Munchies' Lunch is very easy to pick up and play. Within minutes of installing the game, I was off and running with the first set of puzzles. The object of the game is straight forward: score enough points to advance onto the next level. Points are scored by collecting items strewn about the checkerboard where each puzzle is played out. Generally, these are a piece of food, like an apple or a carrot. There are, of course, obstacles to be avoided – monsters and chili peppers, specifically. Touch either, and you'll have to restart the puzzle completely. Naturally, you figure out ways to circumvent the obstacles, or eliminate them entirely. It sounds simple, but Munchies' Lunch can be deceptively complex.
Mainly because there's a twist to the way movement is handled. The main character moves around the board one square at a time, while monsters on the board mirror every move she makes. So, if she were to move up, they move down, she moves left, they move right, so on and so forth. You have to carefully manage the way she moves, because the monsters can also collect the items you're after. If they steal enough of them away from you, you'll have to start the puzzle over again.
While the mirrored movement of monsters in this game was cool at first, I began to get tired of it after a while. There are many times when careful manipulation of your enemy's movements is absolutely critical. I began to focus specifically on their movements, rather than those of our heroic mother. As a result, I'd make mistakes like pushing up on my keyboard because I wanted the monsters to move up. Predictably, they actually did the opposite, resulting in my having to restart the puzzle.

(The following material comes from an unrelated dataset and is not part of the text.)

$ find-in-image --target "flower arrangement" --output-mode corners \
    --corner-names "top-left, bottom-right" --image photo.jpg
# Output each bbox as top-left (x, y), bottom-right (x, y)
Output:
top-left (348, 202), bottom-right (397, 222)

This happened quite often, as some puzzles required me to focus on my character's movement, while others has me focused on the monsters' movement. Switching back and forth seemingly randomly would often get confusing. And when an avoidable error on my part caused me to restart a puzzle for the 20th time, things started getting frustrating.
There's a lot of trial and error in Munchies' Lunch, and each failure requires a restart of the board. When I combine those trial and error restarts with the restarts caused by moving down when I meant to move up, a lot of the fun of the game was lost for me. This could have been negated by an “undo” option – the ability to go back a couple of steps in the puzzle, rather than have to start at the beginning each time I make a small mistake. Also, it'd save me the personal grief of know that I caused a mother of two to get eaten by a yeti while her children looked on and cried.
Still, there are some admirable qualities in Munchies' Lunch. First, it's very easy to get into. There's a saying that goes “a good game is easy to learn, but tough to master” and Munchies' Lunch is both. One can jump into the game knowing practically nothing about it, and start solving puzzles right away. As progression is made, the puzzles get much, much more complex – later puzzles require a good ability for foresight and planning to solve. Also, Munchies' Lunch is very easy to pick up and play. Unfortunately, it's only available for Windows right now, but I have a feeling there will be iOS and Android releases, as this sort of game practically begs to be played while waiting at the Doctor's office, or when trying to keep your kids entertained at the grocery store.
All in all, Munchies Lunch isn't going to satisfy someone looking for a uniquely deep puzzle experience. But it's an easy to get into, quickly consumed affair that offers a few hours game time for a fair price.